Colón aus dem argentinischen Santa Fe ist eine Heimmacht und gewann alle drei Spiel vor den fanatischen und lauten Anhängern. Durch das 2:1 gegen Olimpia machten die Argentinier den Einzug in die K.O.-Phase perfekt. Peñarol aus Montevideo schied durch das 0:0 gegen Cerro Porteño sang- und klanglos aus. Pablo Ceppelini setzte einen Elfmeter an die Latte und weinte nach seiner Auswechslung bittere Tränen. Somit kommt es allerdings am 6. Spieltag zum alles entscheidenden Spiel beim großen „clásico“ in Paraguay zwischen Cerro und Olimpia. Die Dramaturgie für das heißeste Match in Paraguay kann spannender kaum sein. Die Stimmung im grandiosen „La Olla“ wird auch über die Empfangsgeräte Gänsehaut verbreiten – ein Muss für Fußballromantiker und Nachteulen.
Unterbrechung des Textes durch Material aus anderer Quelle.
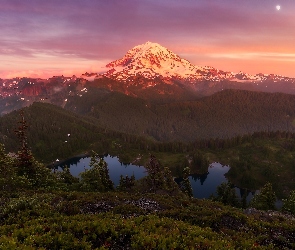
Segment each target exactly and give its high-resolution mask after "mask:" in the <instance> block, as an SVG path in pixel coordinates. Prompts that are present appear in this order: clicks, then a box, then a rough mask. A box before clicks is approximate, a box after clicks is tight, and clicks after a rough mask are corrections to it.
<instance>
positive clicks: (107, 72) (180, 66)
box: [103, 42, 294, 83]
mask: <svg viewBox="0 0 295 250" xmlns="http://www.w3.org/2000/svg"><path fill="white" fill-rule="evenodd" d="M106 68H107V72H106V73H104V74H103V76H106V77H110V78H113V79H116V80H119V81H126V80H128V79H130V78H133V77H135V76H142V77H144V78H146V79H155V78H156V77H161V78H164V79H167V80H169V79H179V80H184V81H186V82H187V81H188V82H198V81H203V80H205V81H212V82H219V81H222V80H229V81H234V82H241V83H243V82H262V81H267V80H271V81H274V82H276V81H287V82H288V81H292V82H294V79H293V78H288V77H284V76H280V75H273V74H270V75H267V74H256V75H250V74H247V73H244V72H238V73H234V72H227V71H222V70H218V69H215V68H213V67H209V66H196V65H193V64H191V63H190V62H189V61H187V60H185V59H183V58H180V57H179V56H178V55H176V54H174V53H173V52H172V51H170V50H168V49H167V48H165V47H163V46H161V45H160V44H158V43H152V42H146V43H144V44H141V45H138V46H135V47H134V48H133V49H131V50H129V51H128V52H127V53H126V55H125V56H124V57H123V58H121V59H119V60H115V61H113V62H110V63H109V64H107V65H106Z"/></svg>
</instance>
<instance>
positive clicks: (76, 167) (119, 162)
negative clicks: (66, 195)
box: [58, 155, 146, 186]
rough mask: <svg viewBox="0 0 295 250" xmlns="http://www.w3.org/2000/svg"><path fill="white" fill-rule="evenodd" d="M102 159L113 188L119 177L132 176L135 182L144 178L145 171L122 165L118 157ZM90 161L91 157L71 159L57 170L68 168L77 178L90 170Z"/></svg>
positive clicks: (61, 165) (131, 165) (117, 180)
mask: <svg viewBox="0 0 295 250" xmlns="http://www.w3.org/2000/svg"><path fill="white" fill-rule="evenodd" d="M103 159H104V160H105V162H106V163H107V164H108V167H109V175H110V178H111V180H112V181H113V182H114V184H115V186H117V185H118V184H119V182H120V176H121V175H123V176H126V175H128V176H131V175H133V174H134V176H135V179H136V180H138V179H140V178H142V177H144V176H146V170H145V168H144V167H142V166H136V165H132V164H123V163H121V162H120V161H119V158H118V157H112V156H110V155H108V156H104V157H103ZM90 160H91V157H85V158H73V159H71V160H68V161H66V162H64V163H62V164H61V165H59V166H58V170H61V169H62V167H65V166H68V167H69V168H70V172H71V174H72V175H73V176H75V177H78V176H79V174H80V173H81V172H83V171H85V169H89V168H90V167H89V164H90Z"/></svg>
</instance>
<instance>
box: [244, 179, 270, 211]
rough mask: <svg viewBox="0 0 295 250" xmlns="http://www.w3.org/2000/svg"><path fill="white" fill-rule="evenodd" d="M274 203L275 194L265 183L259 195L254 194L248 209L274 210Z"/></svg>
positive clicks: (269, 186) (268, 184)
mask: <svg viewBox="0 0 295 250" xmlns="http://www.w3.org/2000/svg"><path fill="white" fill-rule="evenodd" d="M275 202H276V194H275V192H274V191H273V190H272V185H271V183H269V182H268V183H266V184H265V185H264V186H263V187H262V188H261V189H260V193H259V194H255V196H254V197H253V199H252V200H251V202H250V207H254V208H257V209H261V210H274V209H275Z"/></svg>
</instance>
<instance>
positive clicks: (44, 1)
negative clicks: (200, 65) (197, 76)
mask: <svg viewBox="0 0 295 250" xmlns="http://www.w3.org/2000/svg"><path fill="white" fill-rule="evenodd" d="M277 6H280V10H278V7H277ZM294 13H295V1H294V0H265V1H257V0H247V1H242V0H241V1H240V0H238V1H237V0H222V1H221V0H181V1H180V0H161V1H159V0H141V1H136V0H123V1H122V0H63V1H60V0H50V1H48V0H26V1H23V0H0V62H1V64H0V78H10V77H14V76H34V77H37V76H38V77H49V76H52V75H61V74H64V75H72V74H77V75H79V74H81V73H84V72H86V71H88V72H100V71H101V70H102V67H103V66H104V65H105V64H107V63H108V62H110V61H113V60H115V59H119V58H121V57H123V55H124V54H125V53H126V52H127V51H128V50H129V49H131V48H133V47H134V46H136V45H138V44H143V43H145V42H147V41H152V42H156V43H159V44H161V45H162V46H164V47H166V48H168V49H170V50H171V51H173V52H174V53H176V54H178V55H179V56H181V57H182V58H185V59H187V60H189V61H190V62H191V63H193V64H196V65H201V66H202V65H208V66H213V67H215V68H218V69H222V70H227V71H234V72H239V71H244V72H247V73H250V74H256V73H260V72H262V73H276V74H281V75H286V76H291V77H295V18H294Z"/></svg>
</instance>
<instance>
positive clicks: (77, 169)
mask: <svg viewBox="0 0 295 250" xmlns="http://www.w3.org/2000/svg"><path fill="white" fill-rule="evenodd" d="M90 159H91V158H90V157H84V158H79V157H78V158H72V159H70V160H68V161H66V162H64V163H62V164H60V165H59V166H58V170H61V169H62V168H63V167H65V166H68V167H69V168H70V172H71V174H72V175H73V176H75V177H78V176H79V174H80V173H81V172H83V171H85V170H86V169H89V168H90V167H89V164H90ZM104 160H105V161H106V163H107V164H108V168H109V175H110V178H111V180H112V181H113V182H114V184H115V186H117V185H118V184H119V181H120V176H121V175H123V176H126V175H128V176H131V175H133V174H134V176H135V179H136V180H138V179H140V178H142V177H144V176H146V175H147V173H146V169H145V168H144V167H143V166H136V165H132V164H123V163H121V162H120V161H119V158H118V157H116V156H114V157H112V156H110V155H108V156H104ZM228 170H229V166H223V165H222V164H220V163H218V162H214V163H212V164H210V165H209V168H208V172H207V173H205V174H202V175H197V174H194V175H191V176H190V177H189V178H190V183H191V186H192V189H193V195H194V197H195V198H199V199H207V198H209V197H210V196H211V195H212V194H213V195H215V194H216V189H217V186H219V185H220V184H221V183H223V182H227V179H226V178H225V176H224V174H225V173H227V172H228ZM243 192H245V191H244V190H242V189H240V188H236V193H237V194H238V195H239V196H240V197H241V196H242V195H243ZM253 195H254V193H251V192H249V191H248V192H247V200H248V201H249V200H250V199H251V198H252V197H253Z"/></svg>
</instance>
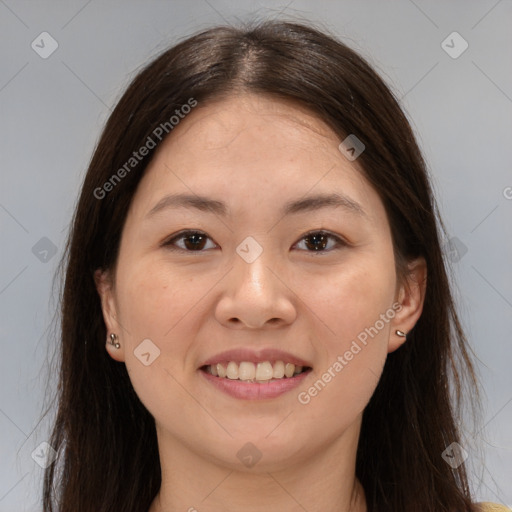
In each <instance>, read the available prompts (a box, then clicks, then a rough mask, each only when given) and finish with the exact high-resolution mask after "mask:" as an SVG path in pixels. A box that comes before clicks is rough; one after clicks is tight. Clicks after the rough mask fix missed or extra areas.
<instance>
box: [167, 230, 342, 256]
mask: <svg viewBox="0 0 512 512" xmlns="http://www.w3.org/2000/svg"><path fill="white" fill-rule="evenodd" d="M191 235H201V236H206V237H207V238H209V237H208V235H207V234H206V233H204V232H202V231H195V230H186V231H181V232H180V233H177V234H176V235H173V236H172V237H171V238H170V239H167V240H166V241H164V242H163V243H162V247H165V248H166V249H168V250H170V251H182V252H188V253H202V252H205V249H201V250H198V251H189V250H188V249H184V248H182V247H177V246H175V245H174V244H175V243H176V241H178V240H181V239H184V238H187V237H189V236H191ZM312 235H324V236H327V237H328V238H330V239H332V240H334V241H335V242H336V246H335V247H334V248H331V249H324V250H321V251H308V250H306V251H305V252H309V253H311V254H312V255H321V254H325V253H330V252H332V251H333V250H336V249H341V248H343V247H346V246H348V245H349V244H348V242H346V241H345V240H343V239H342V238H341V237H339V236H337V235H334V234H333V233H330V232H329V231H325V230H316V231H309V232H307V233H305V234H304V235H303V236H302V238H301V239H300V240H299V242H302V241H303V240H304V239H306V238H308V237H310V236H312Z"/></svg>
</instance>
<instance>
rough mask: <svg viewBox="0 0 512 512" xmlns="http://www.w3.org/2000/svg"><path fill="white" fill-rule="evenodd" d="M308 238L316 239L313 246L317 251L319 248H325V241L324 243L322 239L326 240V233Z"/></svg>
mask: <svg viewBox="0 0 512 512" xmlns="http://www.w3.org/2000/svg"><path fill="white" fill-rule="evenodd" d="M308 238H310V239H313V240H315V241H314V242H313V247H314V249H315V251H317V250H318V249H324V248H325V243H322V241H324V239H325V235H310V236H309V237H308ZM320 244H321V245H320Z"/></svg>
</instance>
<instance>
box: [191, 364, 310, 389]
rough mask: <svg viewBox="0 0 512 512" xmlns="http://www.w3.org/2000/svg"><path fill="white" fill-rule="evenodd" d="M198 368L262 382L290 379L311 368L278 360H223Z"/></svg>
mask: <svg viewBox="0 0 512 512" xmlns="http://www.w3.org/2000/svg"><path fill="white" fill-rule="evenodd" d="M200 370H201V371H203V372H205V373H208V374H210V375H213V376H214V377H218V378H220V379H228V380H238V381H242V382H251V383H260V384H264V383H269V382H275V381H279V380H287V379H292V378H294V377H296V376H297V375H300V374H302V373H306V372H309V371H311V370H312V368H311V367H309V366H298V365H295V364H293V363H284V362H283V361H279V360H278V361H275V362H273V363H272V362H270V361H263V362H259V363H252V362H249V361H242V362H240V363H237V362H235V361H225V362H223V363H216V364H212V365H205V366H202V367H201V368H200Z"/></svg>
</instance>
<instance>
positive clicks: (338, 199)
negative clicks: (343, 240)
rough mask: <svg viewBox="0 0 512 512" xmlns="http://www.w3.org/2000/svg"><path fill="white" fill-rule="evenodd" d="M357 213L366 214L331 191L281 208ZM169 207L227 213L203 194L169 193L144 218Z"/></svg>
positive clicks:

Auch Talleres aus dem argentinischen Córdoba macht die Qualifikation für die Endrunde perfekt. Trotz eines 0:0 in Lima gegen Sporting Cristal wurde am Ende gefeiert, denn Flamengo fegt im Maracanã Universidad Catolica aus Chile mit 3:0 aus dem sagenumwobenen Fußballtempel. Gruppe H ist somit die einzige Gruppe, in der bereits alle Entscheidungen gefallen sind – zumindest fast. Denn theoretisch kann Sporting Cristal noch Platz drei und somit die Qualifikation zur Copa Sudamericana erreichen.